- Theatrical release poster
- Directed by: Charles Vidor
- Screenplay by: John Dighton
- Based on: The Swan (A Hattyú) 1914 play by Ferenc Molnár
- Produced by: Dore Schary
- Starring: Grace Kelly; Alec Guinness; Louis Jourdan; Agnes Moorehead; Jessie Royce Landis; Brian Aherne; Leo G. Carroll; Estelle Winwood; Van Dyke Parks;
- Cinematography: Joseph Ruttenberg; Robert Surtees;
- Edited by: John Dunning
- Music by: Bronisław Kaper
- Production company: Metro-Goldwyn-Mayer
- Distributed by: Loew's Inc.
- Release date: April 18, 1956 (United States);
- Running time: 104 minutes
- Country: United States
- Language: English
- Budget: $3 million
- Box office: $3.7 million

= The Swan (1956 film) =

1956 film by Charles Vidor

The Swan is a 1956 American romantic comedy-drama film directed by Charles Vidor from a screenplay by John Dighton. It is a remake of the 1925 silent film of the same name, itself based on the play of the same name by Ferenc Molnár.
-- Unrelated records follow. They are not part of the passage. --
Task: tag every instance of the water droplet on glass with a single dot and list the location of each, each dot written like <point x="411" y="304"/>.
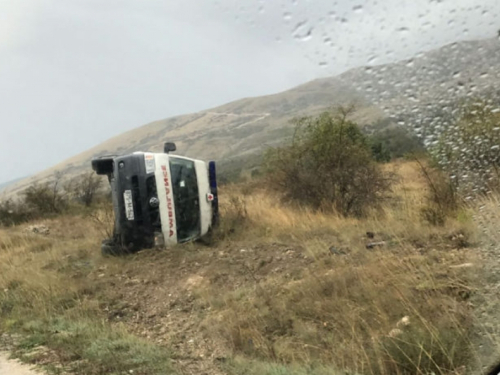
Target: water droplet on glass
<point x="358" y="8"/>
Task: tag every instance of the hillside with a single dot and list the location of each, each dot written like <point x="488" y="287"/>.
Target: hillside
<point x="282" y="290"/>
<point x="419" y="93"/>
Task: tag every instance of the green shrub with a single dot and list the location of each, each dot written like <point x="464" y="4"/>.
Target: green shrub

The film stars Grace Kelly, Alec Guinness, and Louis Jourdan, with Agnes Moorehead, Jessie Royce Landis, Brian Aherne, Leo G. Carroll, Estelle Winwood, and Van Dyke Parks in supporting roles. The film was released the day Kelly became princess consort of Monaco.

==Plot==
In 1910, Princess Alexandra, the daughter of a minor branch of a European royal house, is urged by her mother to accept her cousin, Crown Prince Albert, as husband so that their family may regain a throne that was taken from them by Napoleon. Princess Alexandra tries to gain Albert's attention; he is otherwise taken with sleeping late, shooting ducks and playing football with Alexandra's two younger brothers. Alexandra's mother urges her to show interest in the tutor, Dr. Nicholas Agi, to make Albert jealous and stimulate a proposal from him.
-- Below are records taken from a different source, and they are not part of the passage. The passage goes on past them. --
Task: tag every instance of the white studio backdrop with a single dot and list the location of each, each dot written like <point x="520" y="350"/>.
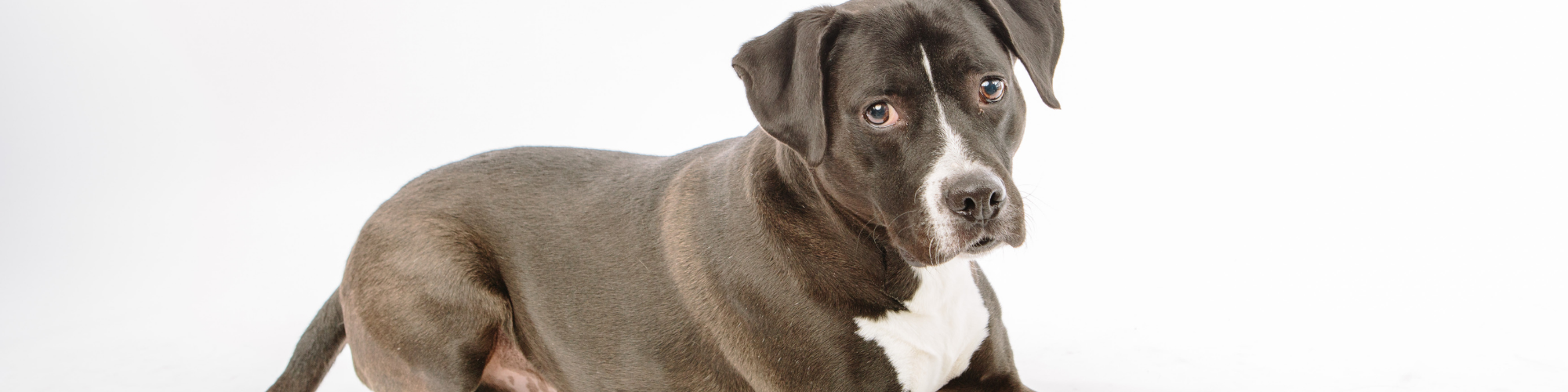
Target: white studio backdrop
<point x="1238" y="197"/>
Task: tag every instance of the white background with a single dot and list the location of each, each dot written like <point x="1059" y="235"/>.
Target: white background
<point x="1345" y="195"/>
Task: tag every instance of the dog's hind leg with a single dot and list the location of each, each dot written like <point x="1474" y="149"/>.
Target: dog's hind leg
<point x="423" y="308"/>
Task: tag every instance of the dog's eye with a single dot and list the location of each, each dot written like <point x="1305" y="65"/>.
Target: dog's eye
<point x="882" y="115"/>
<point x="992" y="90"/>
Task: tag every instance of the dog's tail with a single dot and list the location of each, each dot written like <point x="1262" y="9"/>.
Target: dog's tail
<point x="316" y="352"/>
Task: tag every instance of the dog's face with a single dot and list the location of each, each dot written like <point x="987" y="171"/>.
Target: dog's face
<point x="920" y="115"/>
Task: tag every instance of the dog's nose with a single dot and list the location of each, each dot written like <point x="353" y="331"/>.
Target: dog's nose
<point x="978" y="197"/>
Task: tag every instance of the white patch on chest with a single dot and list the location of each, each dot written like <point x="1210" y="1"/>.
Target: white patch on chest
<point x="932" y="343"/>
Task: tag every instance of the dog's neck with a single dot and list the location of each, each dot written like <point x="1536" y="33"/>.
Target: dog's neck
<point x="841" y="249"/>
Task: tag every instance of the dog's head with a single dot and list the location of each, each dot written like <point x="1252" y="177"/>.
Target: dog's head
<point x="909" y="112"/>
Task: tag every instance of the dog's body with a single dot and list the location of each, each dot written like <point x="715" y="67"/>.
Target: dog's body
<point x="822" y="252"/>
Agi is already taken with Alexandra and when she invites him to the farewell ball for the crown prince, he eagerly accepts. Later, when they are dancing at the ball, it appears that Albert is getting jealous, but instead he is more interested in playing the bass viol in the orchestra.
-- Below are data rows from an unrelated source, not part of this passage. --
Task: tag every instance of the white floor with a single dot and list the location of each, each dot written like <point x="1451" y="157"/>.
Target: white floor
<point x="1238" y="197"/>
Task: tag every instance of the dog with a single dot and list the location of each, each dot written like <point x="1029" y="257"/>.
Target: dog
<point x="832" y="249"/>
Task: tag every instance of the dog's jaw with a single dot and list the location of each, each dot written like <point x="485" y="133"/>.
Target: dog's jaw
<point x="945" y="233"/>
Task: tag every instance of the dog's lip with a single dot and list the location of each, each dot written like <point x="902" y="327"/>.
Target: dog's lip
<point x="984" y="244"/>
Later, Agi tells Alexandra how he feels about her. She tells him it was all a ploy to get Albert to propose to her, and she suspected Agi felt this way. Alexandra realizes she has some feelings for Agi, but he refuses her. Albert discovers the situation and is a little taken aback. Albert and Agi trade insults; Agi storms out and tries to leave the next morning. Alexandra, distraught over what happened, tries to leave with him, but he refuses her again.

Albert's mother, The Queen, shows up and is aghast upon hearing the entire story. Albert gives his blessing to the pair and says that when he becomes king, he will allow them back into the country. However, Agi ends up leaving the mansion without Alexandra.

Albert tries to console Alexandra by telling her she is like a swan: on the water she looks serene, but on land she is more like a goose. Albert then offers Alexandra his arm and they walk back into the mansion together.

==Background==
The 1925, 1930, and 1956 films are all based on the 1914 Hungarian play A Hattyú, Vígjáték Három Felvonásban (The Swan, A Comedy in Three Acts) by Ferenc Molnár.

Grace Kelly had previously appeared in the CBS Television production of The Swan on June 9, 1950. Kelly gave a "masterful" performance, according to Variety.

MGM bought the screenrights in May 1955 as a vehicle for Kelly. Head of production Dore Schary also announced he intended to remake the play, The Barretts of Wimpole Street, with Kelly.

Kelly visited the Cannes Film Festival later that month. It was there she met Prince Rainier.

By August 1955, the lead roles had been given to Louis Jourdan – who had done a screen test in Paris – and Rex Harrison. However, Harrison was unable to come to terms with the studio. By the end of the month, Alec Guinness signed to play the role – it would be his first Hollywood movie.

Director Charles Vidor said the filmmakers paid close attention to the Princess Margaret–Peter Townsend romance. "If they had wed we would have thought very seriously about changing our ending", he said. "However, by not marrying a commoner made our Swan a new, modern story. Now they can't say it's old-fashioned."

==Production==
The film was shot on location in North Carolina, at the 1895 Biltmore Estate of George W. Vanderbilt in Asheville and at Lake Junaluska.

MGM held the release of The Swan to correspond with the civil wedding ceremony of Grace Kelly and Prince Rainier of Monaco, on April 18, 1956.

==Music==
The score was composed by Bronislau Kaper and conducted by Johnny Green, with orchestrations by Robert Franklyn. One piece of source music, "Rakoczy March", an 1809 piece by John Bihari, was conducted by Miklós Rózsa.

MGM Records released two suites of portions of the music from the film on long-playing record after the release of the film. The complete score was released in 2004, on CD, on the Film Score Monthly label.

==Box office==
According to MGM records, the film earned $1,763,000 in the US and Canada and $1,986,000 elsewhere, resulting in a loss of $798,000.

==Earlier film versions==
- The 1925 silent film with the same title was directed by Dimitri Buchowetzki and starred Frances Howard as Princess Alexandra, Adolphe Menjou as Crown Prince Albert and Ricardo Cortez as the tutor. That version ends with Alexandra and the tutor kissing, and the expectation they will marry.
- One Romantic Night (1930) starred Lillian Gish as Princess Alexandra and Rod La Rocque as Prince Albert, with Conrad Nagel as the tutor. It was directed by Paul Stein.

==Original Broadway production==
The original Broadway production of The Swan opened on Broadway in 1923, with Eva Le Gallienne as Princess Alexandra, Philip Merivale as Prince Albert, and Basil Rathbone as the tutor.